4. Where reporters have raised divergence within progressive ranks
Multiple outlets and watchdogs note that Crockett voted for Israel and Ukraine aid measures after October 2023 and that some progressive and pro‑Palestinian groups criticized those votes; those critiques indicate she did not always align with certain progressive‑bloc expectations on those foreign‑aid items [9] [10] [11]. Those stories show that voting within the progressive coalition has fractures on specific foreign‑policy votes — a useful reminder that “voted with the CPC” can vary sharply by issue area [9] [10].
5. Why an exact “how often” number is not in the available reporting
None of the sources supplied here calculates a single percentage or count of how often Crockett voted with CPC positions on an agreed set of “key votes.” Congress.gov and GovTrack give raw votes and missed‑vote totals [2] [3]; Vote Smart and Ballotpedia list selected key votes [4] [5]; but an aggregated CPC‑vs‑member unity score is not provided in the documents you gave me — so an exact frequency cannot be stated from these sources alone [2] [3] [4].

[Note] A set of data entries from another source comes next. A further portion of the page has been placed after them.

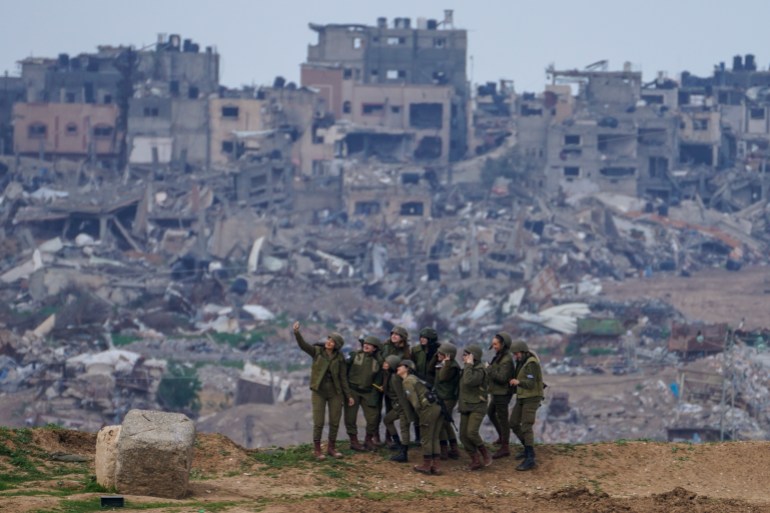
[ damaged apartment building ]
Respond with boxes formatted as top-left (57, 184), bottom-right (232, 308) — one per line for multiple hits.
top-left (515, 55), bottom-right (770, 211)
top-left (14, 34), bottom-right (219, 168)
top-left (301, 10), bottom-right (470, 174)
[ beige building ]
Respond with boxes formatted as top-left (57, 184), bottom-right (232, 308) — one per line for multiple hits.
top-left (13, 103), bottom-right (119, 158)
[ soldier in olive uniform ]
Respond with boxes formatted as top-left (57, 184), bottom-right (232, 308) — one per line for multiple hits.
top-left (458, 344), bottom-right (492, 470)
top-left (510, 340), bottom-right (545, 470)
top-left (397, 360), bottom-right (441, 475)
top-left (410, 328), bottom-right (438, 383)
top-left (433, 342), bottom-right (462, 460)
top-left (293, 321), bottom-right (353, 460)
top-left (382, 326), bottom-right (417, 448)
top-left (345, 336), bottom-right (382, 451)
top-left (487, 331), bottom-right (513, 459)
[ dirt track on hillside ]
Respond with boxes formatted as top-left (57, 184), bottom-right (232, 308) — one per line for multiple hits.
top-left (0, 429), bottom-right (770, 513)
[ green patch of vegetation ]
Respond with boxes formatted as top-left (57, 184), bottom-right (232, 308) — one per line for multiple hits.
top-left (252, 444), bottom-right (313, 468)
top-left (111, 333), bottom-right (142, 347)
top-left (551, 444), bottom-right (577, 454)
top-left (157, 361), bottom-right (201, 411)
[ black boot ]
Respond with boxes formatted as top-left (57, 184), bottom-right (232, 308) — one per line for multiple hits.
top-left (516, 445), bottom-right (535, 470)
top-left (390, 444), bottom-right (409, 463)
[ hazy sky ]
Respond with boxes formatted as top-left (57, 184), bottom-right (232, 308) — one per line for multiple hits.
top-left (0, 0), bottom-right (770, 92)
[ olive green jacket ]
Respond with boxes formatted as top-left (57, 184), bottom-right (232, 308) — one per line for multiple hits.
top-left (457, 361), bottom-right (489, 413)
top-left (294, 332), bottom-right (351, 401)
top-left (433, 359), bottom-right (462, 401)
top-left (487, 348), bottom-right (514, 395)
top-left (411, 344), bottom-right (438, 383)
top-left (516, 353), bottom-right (545, 399)
top-left (403, 374), bottom-right (440, 415)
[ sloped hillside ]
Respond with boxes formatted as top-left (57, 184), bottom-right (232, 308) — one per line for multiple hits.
top-left (0, 428), bottom-right (770, 513)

6. How you could get the precise answer (method and caveats)
To produce a defensible percentage you would need: (a) a defined set of “key votes” (e.g., an agreed list of X votes or all roll calls in a timeframe), (b) the CPC’s stated positions on each of those votes (or a CPC whip count), and (c) Crockett’s vote on each roll call from Congress.gov or GovTrack; then compute alignment. The provided sources supply (c) and selected “key votes” lists but do not supply a CPC position list or a CPC unity measure, so any aggregated figure would require additional source material not included here [2] [3] [4].
7. Bottom line and balanced takeaway
Records show Crockett is an active House member, a CPC member, and that she has voted in line with many mainstream Democratic votes (and with several progressive priorities), but also that she took votes on foreign aid that drew criticism from some progressive groups — illustrating real limits to perfect bloc voting [1] [9] [10]. Available sources do not mention a single, sourced tally of “how often” she voted with the CPC on key votes since 2023, so any headline figure would require assembling votes and CPC positions not provided in the material cited above [2] [3] [4].